Other cost-saving measures will be around the review of support contracts and possibly reducing the amount of days services are provided, as well as extending the use of open source software and the elimination of personal printers.
"If an IT director took personal printers away three years ago, they would get a bit of a squirm, but today people understand it will save money," said Winmill.
"There has been a general belief across organisations that people should have their own phone and printer and I think that is something from the past. People are increasingly recognising these things are overheads for the organisation and that is a paradigm shift that is happening in many places."
Collaboration is something that Winmill is very passionate about - she is a chair of the Charities Consortium IT Directors Group, which seeks to instil co-operation across the charities sector.
"The desire to share ideas is something that I recognise and value. When we work with other charities, there are no competitive issues or the fear of judgement you would see in commercial organisations, we want to help each other for the greater good," she said.

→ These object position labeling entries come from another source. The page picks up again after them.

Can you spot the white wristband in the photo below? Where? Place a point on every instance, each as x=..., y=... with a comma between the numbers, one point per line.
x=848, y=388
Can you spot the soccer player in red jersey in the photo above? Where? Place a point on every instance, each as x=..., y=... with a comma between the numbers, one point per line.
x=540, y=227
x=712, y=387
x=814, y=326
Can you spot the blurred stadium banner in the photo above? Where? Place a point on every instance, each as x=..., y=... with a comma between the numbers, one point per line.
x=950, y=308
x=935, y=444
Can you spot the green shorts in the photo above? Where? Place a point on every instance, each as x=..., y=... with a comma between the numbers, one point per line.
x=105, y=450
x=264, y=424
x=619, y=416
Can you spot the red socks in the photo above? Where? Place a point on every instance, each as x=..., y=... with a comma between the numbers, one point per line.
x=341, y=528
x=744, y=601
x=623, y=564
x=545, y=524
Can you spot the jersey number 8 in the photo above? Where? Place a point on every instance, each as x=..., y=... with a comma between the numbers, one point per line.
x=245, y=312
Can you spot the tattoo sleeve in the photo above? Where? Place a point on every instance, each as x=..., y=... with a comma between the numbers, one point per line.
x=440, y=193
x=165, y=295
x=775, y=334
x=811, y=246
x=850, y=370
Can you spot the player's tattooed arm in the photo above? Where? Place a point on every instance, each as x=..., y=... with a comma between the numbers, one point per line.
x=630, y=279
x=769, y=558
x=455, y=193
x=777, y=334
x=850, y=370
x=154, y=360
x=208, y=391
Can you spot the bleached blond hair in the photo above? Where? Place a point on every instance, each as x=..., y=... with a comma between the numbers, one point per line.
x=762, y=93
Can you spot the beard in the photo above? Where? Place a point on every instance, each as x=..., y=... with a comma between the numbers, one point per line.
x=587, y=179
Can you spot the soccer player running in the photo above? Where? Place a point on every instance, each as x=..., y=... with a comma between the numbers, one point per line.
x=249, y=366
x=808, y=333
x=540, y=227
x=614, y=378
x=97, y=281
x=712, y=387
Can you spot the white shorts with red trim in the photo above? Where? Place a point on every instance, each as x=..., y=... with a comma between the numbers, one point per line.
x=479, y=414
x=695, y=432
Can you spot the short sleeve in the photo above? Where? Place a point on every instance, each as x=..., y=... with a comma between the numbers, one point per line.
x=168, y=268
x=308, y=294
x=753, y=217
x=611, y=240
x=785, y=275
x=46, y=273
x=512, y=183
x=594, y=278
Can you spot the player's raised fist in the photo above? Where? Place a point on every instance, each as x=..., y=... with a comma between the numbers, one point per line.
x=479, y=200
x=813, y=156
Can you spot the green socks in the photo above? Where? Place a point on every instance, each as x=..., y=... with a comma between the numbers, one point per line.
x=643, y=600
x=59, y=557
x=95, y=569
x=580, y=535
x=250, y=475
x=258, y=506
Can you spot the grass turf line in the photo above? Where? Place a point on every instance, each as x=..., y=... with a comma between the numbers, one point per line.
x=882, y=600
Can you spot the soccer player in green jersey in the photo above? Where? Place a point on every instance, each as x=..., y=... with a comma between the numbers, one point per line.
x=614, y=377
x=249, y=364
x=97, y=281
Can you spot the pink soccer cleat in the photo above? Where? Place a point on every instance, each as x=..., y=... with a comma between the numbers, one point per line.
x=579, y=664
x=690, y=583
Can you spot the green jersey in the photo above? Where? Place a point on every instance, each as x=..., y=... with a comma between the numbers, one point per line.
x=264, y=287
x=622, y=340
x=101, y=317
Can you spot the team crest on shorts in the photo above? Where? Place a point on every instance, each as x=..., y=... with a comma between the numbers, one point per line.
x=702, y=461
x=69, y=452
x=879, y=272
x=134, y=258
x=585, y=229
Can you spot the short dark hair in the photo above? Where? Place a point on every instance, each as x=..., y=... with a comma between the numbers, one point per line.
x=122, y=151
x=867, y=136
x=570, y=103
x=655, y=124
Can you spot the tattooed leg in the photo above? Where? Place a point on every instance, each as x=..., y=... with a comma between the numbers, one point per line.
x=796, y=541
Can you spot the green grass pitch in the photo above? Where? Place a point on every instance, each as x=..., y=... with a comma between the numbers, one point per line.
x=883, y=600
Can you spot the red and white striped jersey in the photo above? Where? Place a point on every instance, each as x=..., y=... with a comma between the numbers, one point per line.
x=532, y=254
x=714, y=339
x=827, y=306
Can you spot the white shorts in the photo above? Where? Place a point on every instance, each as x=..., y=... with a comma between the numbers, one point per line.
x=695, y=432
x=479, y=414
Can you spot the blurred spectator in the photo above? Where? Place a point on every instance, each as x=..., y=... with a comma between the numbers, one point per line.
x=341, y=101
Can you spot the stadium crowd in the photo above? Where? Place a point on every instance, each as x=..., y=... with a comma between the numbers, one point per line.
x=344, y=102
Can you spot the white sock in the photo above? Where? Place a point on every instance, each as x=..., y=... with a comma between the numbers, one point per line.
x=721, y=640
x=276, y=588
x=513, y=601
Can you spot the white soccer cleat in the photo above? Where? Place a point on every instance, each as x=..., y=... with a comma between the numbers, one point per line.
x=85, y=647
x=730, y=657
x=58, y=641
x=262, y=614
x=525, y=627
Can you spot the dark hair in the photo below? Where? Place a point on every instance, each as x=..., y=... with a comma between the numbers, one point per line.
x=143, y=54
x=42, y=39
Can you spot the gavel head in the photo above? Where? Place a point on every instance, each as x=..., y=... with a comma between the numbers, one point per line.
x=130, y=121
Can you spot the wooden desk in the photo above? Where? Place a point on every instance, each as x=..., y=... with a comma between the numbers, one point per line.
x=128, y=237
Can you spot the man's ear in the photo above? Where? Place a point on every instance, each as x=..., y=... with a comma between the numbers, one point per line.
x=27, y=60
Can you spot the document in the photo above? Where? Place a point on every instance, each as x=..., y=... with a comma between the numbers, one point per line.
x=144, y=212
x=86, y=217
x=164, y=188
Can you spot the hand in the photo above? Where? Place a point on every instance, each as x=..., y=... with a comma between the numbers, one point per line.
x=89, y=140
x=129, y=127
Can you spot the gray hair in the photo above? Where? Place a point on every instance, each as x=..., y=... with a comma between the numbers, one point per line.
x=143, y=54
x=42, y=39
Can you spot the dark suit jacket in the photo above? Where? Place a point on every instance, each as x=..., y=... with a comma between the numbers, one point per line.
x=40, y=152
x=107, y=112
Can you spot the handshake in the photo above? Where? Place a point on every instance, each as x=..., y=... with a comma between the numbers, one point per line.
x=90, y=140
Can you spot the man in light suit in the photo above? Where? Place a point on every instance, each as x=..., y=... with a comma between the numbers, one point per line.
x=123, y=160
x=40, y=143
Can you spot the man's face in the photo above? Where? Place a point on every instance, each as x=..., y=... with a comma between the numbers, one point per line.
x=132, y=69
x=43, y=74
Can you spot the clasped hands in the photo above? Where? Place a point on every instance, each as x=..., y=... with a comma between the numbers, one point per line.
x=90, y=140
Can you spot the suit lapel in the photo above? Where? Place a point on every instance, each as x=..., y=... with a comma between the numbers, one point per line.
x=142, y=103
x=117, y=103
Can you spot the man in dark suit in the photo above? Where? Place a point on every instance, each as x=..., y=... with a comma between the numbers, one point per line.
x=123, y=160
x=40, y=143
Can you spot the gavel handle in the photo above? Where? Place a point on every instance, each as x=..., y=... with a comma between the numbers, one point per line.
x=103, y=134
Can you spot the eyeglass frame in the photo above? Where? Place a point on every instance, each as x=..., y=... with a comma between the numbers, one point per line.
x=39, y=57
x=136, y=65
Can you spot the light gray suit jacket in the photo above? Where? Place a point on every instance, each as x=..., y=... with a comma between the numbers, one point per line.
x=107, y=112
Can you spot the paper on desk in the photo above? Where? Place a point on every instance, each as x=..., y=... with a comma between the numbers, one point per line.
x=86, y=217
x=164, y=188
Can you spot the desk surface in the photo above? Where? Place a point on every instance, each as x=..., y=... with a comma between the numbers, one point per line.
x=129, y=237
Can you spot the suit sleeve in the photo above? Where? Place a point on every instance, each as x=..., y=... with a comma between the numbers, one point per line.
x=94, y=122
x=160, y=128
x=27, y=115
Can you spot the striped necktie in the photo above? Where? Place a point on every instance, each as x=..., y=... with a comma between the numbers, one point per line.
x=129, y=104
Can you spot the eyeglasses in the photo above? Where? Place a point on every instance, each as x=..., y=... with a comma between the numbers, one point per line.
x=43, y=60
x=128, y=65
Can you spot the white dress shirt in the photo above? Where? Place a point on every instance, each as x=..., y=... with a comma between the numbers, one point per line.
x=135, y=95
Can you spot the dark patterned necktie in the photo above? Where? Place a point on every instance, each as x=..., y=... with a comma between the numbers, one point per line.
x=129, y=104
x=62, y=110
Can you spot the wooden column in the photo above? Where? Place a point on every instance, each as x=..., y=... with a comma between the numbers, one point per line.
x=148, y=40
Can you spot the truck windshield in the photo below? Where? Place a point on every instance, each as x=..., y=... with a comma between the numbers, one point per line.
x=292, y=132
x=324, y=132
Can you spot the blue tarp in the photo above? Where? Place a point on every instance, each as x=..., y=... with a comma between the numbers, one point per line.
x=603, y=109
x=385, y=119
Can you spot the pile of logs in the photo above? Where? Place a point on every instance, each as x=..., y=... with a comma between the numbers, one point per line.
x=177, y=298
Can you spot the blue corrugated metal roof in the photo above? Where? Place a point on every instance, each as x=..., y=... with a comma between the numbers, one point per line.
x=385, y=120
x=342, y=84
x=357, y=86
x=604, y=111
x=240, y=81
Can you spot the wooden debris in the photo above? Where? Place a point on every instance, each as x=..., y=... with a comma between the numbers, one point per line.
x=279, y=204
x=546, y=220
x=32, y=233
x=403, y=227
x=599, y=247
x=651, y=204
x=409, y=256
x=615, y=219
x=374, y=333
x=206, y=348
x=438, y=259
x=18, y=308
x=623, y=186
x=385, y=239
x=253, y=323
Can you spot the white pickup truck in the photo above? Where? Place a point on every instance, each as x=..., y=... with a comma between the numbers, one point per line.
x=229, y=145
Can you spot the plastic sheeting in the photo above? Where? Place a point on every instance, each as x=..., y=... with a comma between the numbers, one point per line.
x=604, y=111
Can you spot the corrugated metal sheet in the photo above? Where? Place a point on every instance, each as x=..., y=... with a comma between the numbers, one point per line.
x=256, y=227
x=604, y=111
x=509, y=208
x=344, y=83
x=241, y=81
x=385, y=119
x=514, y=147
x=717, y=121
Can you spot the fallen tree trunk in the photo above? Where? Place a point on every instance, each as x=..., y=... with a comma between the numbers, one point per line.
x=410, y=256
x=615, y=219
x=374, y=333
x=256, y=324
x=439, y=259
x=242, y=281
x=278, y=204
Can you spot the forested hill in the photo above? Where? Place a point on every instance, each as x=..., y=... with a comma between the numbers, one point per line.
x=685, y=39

With all the difficulties ahead as funding dwindles, Winmill said there were still opportunities to do more with IT at the V&A, but accepted that motivating staff in hard times would be the most testing aspect of her job.
"We can do the technology, but I think that the hardest bit is making sure that it meets that needs of the organisation and that the people who are doing it maintain their interest and motivation," she said.
"There are so many news stories around and so much uncertainty - we all know that we fall under the Civil Service pay freeze and we will not get pay increases for the next two years while our living expenses will continue to go up, so maintaining the enthusiasm of the team will be my biggest challenge."